How to strengthen due diligence efforts
Over the past year, a surge in origination demand has forced many lenders on a hiring spree, even offering hefty signing bonuses to underwriters to join their team.
Amid shortages of staff and new hires, defect rates began to rise.
Freddie Mac explained that default rates increased in 2020 among small lenders due to multiple factors, including breaches of temporary COVID-19 flexibilities, loan manufacturing defects such as missing documents and miscalculations. income and missing income documents.
But now the CFPB will increase its focus on these defaults and demand higher levels of quality control among lenders as defaults are expected to rise.
When the CFPB announced it would redouble its efforts in its discrimination review, it also said it would require financial firms to show their discriminatory risk and outcome assessment processes, including documentation of data customer demographics and the impact of products and fees on different demographic groups. He said he will look at how companies test and monitor unfair discrimination.
For mortgage lenders and managers, now is the time to double down on their due diligence, quality control (QC), and quality assurance (QA).
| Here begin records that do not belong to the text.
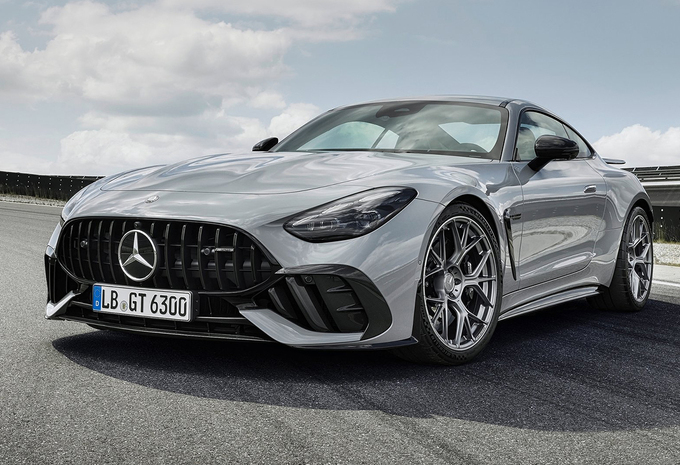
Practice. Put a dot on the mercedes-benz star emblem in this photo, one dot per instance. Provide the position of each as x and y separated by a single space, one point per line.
137 255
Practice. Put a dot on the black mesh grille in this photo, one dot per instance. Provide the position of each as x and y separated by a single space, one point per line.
193 256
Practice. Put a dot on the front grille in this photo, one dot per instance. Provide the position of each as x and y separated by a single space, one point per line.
191 255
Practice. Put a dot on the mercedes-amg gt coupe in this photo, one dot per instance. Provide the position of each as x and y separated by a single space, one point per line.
410 224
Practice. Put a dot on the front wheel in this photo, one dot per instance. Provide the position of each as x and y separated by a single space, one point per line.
460 290
632 280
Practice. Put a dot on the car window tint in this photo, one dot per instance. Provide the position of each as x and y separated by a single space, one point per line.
584 151
469 130
532 126
351 135
483 135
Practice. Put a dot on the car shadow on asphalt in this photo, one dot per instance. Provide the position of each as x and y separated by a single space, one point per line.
569 368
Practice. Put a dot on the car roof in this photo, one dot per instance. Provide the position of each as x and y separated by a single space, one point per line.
480 99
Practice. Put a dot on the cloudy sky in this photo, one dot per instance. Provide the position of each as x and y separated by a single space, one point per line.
94 87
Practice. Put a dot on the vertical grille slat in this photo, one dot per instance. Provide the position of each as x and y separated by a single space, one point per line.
253 267
78 249
191 255
88 239
237 260
170 258
123 230
219 261
102 276
202 259
185 257
111 259
152 233
70 248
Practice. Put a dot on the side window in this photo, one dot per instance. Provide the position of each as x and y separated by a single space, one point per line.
584 151
533 125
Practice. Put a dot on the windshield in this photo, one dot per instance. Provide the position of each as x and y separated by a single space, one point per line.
427 127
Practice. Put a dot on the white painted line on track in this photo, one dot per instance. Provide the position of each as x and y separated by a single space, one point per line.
665 283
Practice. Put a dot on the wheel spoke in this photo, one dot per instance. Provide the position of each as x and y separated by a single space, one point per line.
482 261
472 245
635 283
438 313
466 233
475 318
482 295
434 254
456 240
439 269
442 245
645 251
445 323
460 322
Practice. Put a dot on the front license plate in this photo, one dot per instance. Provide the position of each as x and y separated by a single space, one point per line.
147 303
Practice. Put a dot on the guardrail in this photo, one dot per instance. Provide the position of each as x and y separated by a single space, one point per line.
45 186
662 184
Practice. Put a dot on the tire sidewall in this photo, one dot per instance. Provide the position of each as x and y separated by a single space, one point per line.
422 326
637 211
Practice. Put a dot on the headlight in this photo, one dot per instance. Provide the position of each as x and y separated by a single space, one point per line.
351 216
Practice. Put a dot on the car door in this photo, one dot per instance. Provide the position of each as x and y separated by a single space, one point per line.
562 208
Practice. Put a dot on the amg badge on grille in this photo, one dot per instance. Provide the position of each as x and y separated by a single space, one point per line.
138 255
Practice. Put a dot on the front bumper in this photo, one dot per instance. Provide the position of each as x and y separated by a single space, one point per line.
306 306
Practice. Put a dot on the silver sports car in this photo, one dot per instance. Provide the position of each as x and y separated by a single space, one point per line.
411 224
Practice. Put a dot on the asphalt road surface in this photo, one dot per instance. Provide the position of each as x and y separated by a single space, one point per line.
566 385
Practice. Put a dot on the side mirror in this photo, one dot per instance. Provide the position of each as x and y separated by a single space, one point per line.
549 148
265 145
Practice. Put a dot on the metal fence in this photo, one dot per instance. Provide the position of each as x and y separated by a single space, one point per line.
45 186
662 184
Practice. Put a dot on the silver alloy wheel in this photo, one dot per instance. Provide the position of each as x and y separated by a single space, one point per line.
640 258
459 282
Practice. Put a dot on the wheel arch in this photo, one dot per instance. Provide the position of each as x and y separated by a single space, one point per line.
484 209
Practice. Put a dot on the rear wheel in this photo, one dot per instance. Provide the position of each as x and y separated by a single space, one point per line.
460 290
632 281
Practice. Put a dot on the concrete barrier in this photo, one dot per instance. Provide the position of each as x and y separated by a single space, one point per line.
45 186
The CFPB will closely monitor defaults, and choosing the right fintech partner can help lenders and services achieve the best QC for their borrowers.
The right technology partner could not only help lenders navigate their quality checks, but could also be implemented from the origination stage to eliminate defects due to human error.
Due to this increased need for quality control efforts, even fintech companies are beginning to expand their portfolio of offerings. For example, Mortgage Connect recently announced its acquisition of ADFITECH, a provider of outsourced mortgage services such as quality control, due diligence, execution, and document management services.
Lenders and services should choose a technology company that will bolster their quality control efforts as the CFPB moves into full execution mode and borrowers increase their demand for loss mitigation services. Lenders can put their borrowers and their business first by ensuring their quality control and due diligence is strengthened, increasing their communication with borrowers, and reviewing their processes for any signs of even unintended discriminatory practices. . Moreover, with the CFPB stepping up its enforcement and monitoring efforts, technology could once again be what separates the lenders and managers who come out on top from those who will be left behind.